The researchers used total diet study food lists cross-referenced with the National Health and Nutrition Examination Survey—What We Eat in America. They also determined concentrations of fluoride via a modification of the hexamethyldisiloxane microdiffusion technique. Daily dietary fluoride intake was estimated using a simulation analysis.

The study, “Fluoride in the Diet of 2-Years-Old Children,” was published by Community Dentistry and Oral Epidemiology. E. A. Martinez Mier, DDS, PhD, MSD, of the department of cariology at the Indiana University School of Dentistry shared her insights about the study’s results with Dentistry Today.

Q: What are the main sources of fluoride for children?

A: There are different fluoride sources depending on the age of the children. The relative contribution of these sources to the total amount of fluoride ingested in a day also varies according to the children’s age. Our study showed that the daily intake from the diet for 2-year-old children will depend on the foods typically consumed by each child based on his or her choice of foods and beverages.

Q: Specifically, what foods provide the most fluoride?

A: In our study, popsicles, mild cheddar cheese, raisins, saltine crackers, creamy peanut butter, beef cheese tacos, chicken/pork franks, and plain wavy potato chips were the items with the highest fluoride content. Previous reports have included fish, tea, and sardines as items with high fluoride content.

Q: What role does public water fluoridation play in children’s fluoride intake?

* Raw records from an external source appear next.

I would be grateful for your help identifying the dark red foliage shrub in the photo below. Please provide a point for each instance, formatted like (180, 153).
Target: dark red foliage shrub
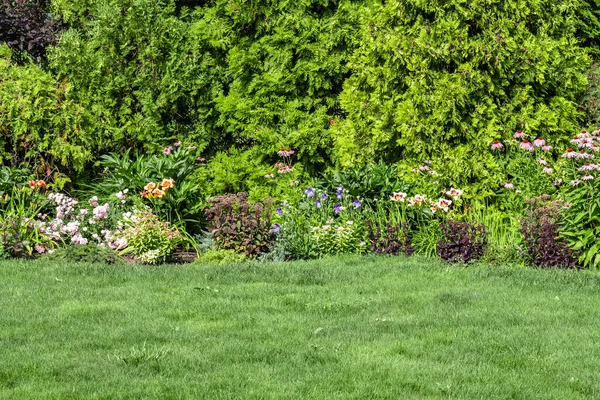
(236, 224)
(26, 26)
(391, 239)
(461, 241)
(539, 227)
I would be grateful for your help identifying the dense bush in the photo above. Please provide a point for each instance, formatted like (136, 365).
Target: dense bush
(543, 246)
(391, 239)
(461, 241)
(442, 80)
(27, 27)
(39, 123)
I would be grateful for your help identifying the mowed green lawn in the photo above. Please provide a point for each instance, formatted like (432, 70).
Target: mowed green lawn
(341, 328)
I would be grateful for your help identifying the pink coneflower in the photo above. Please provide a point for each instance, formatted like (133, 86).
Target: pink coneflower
(454, 193)
(570, 153)
(398, 196)
(286, 152)
(526, 145)
(444, 204)
(584, 155)
(497, 145)
(583, 134)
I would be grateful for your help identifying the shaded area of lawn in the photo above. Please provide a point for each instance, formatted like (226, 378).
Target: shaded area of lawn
(339, 328)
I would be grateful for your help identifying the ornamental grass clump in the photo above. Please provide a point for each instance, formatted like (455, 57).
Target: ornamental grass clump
(236, 224)
(148, 239)
(391, 239)
(461, 241)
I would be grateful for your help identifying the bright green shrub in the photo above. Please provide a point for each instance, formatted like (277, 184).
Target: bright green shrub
(135, 68)
(39, 123)
(442, 80)
(285, 65)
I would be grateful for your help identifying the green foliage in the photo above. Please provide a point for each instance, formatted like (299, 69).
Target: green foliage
(182, 203)
(90, 253)
(590, 98)
(149, 240)
(139, 71)
(20, 233)
(442, 80)
(285, 64)
(220, 256)
(367, 181)
(39, 123)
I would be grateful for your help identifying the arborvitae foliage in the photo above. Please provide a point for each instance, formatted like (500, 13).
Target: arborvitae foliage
(286, 62)
(443, 79)
(136, 67)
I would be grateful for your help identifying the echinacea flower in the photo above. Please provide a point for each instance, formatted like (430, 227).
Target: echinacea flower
(526, 145)
(570, 153)
(398, 196)
(497, 145)
(444, 204)
(454, 193)
(167, 183)
(285, 152)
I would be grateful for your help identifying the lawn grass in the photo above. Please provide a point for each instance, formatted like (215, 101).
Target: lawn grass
(340, 328)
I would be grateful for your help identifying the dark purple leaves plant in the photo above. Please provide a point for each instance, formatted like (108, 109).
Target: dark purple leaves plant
(236, 224)
(461, 241)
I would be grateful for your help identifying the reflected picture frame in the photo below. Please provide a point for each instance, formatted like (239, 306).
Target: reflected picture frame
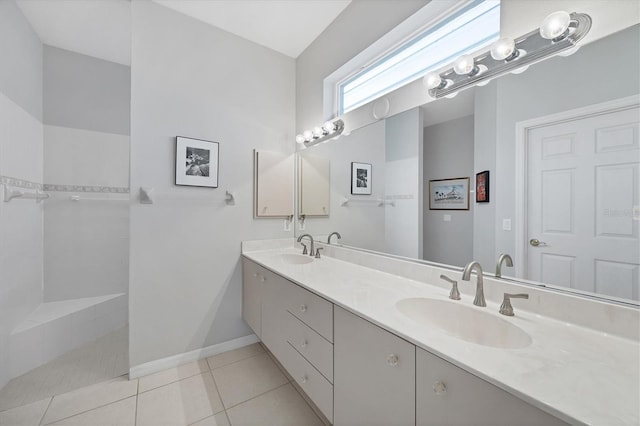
(449, 194)
(361, 178)
(197, 162)
(482, 187)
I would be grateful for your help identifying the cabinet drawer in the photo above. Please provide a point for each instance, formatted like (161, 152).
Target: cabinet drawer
(317, 388)
(448, 395)
(313, 347)
(313, 310)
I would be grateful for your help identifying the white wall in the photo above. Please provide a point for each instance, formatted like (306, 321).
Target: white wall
(357, 221)
(358, 26)
(404, 178)
(194, 80)
(548, 91)
(86, 154)
(448, 153)
(20, 158)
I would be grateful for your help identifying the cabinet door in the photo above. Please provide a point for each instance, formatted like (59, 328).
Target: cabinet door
(448, 395)
(374, 374)
(252, 279)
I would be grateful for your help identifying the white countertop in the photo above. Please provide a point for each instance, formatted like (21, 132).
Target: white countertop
(577, 374)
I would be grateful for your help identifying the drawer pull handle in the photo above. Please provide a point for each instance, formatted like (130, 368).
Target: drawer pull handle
(439, 388)
(392, 360)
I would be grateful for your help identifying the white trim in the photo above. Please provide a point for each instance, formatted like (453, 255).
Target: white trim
(522, 131)
(185, 357)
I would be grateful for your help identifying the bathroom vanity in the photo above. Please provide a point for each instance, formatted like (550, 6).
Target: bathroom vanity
(348, 329)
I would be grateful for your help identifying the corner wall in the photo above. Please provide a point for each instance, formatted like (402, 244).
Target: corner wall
(194, 80)
(86, 154)
(448, 153)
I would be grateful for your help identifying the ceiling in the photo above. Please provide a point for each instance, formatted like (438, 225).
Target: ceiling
(102, 28)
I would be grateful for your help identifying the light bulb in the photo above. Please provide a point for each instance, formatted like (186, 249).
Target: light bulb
(433, 81)
(328, 127)
(569, 52)
(504, 49)
(465, 65)
(554, 26)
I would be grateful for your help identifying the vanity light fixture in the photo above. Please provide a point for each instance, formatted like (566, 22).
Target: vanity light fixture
(559, 34)
(329, 129)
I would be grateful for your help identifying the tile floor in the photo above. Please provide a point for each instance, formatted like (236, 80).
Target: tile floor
(240, 387)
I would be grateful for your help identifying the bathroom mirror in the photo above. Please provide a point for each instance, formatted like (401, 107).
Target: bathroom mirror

A: Water and swallowed toothpaste are the greatest sources of fluoride intake for children younger than 6 years. It is estimated that water and water-based beverages contribute to approximately 75% of the total fluoride consumed though the diet in communities that are optimally fluoridated. This should not place these children at risk for excessive consumption. At the currently recommended levels, community water fluoridation has been proven to be safe and effective.

Q: How can parents tell if their children are getting enough fluoride to prevent dental caries?

A: Children who live in communities where water is fluoridated are already receiving the benefits of fluoride. In addition, parents should ensure their children are brushing their teeth with a toothpaste that contains fluoride. They also should visit their dentist, who may recommend additional fluoride.

Q: What impact does too much fluoride have on developing teeth?

A: Too much fluoride consumed when teeth are developing may result in enamel fluorosis. No other negative health effects have been associated with the consumption of water fluoridated at the recommended levels.

Q: Is there anything parents can or should do to mitigate this impact?

A: Parents should supervise their children while brushing to prevent them from swallowing toothpaste. If they consume well water, they should have it tested to find out if it has too much fluoride.

Q: What role should dentists play in ensuring that children are getting the right amounts of fluoride to ensure oral health?

A: Dentists should continue to support community water fluoridation and assess their patients’ risk of developing caries in order to develop individualized fluoride recommendations.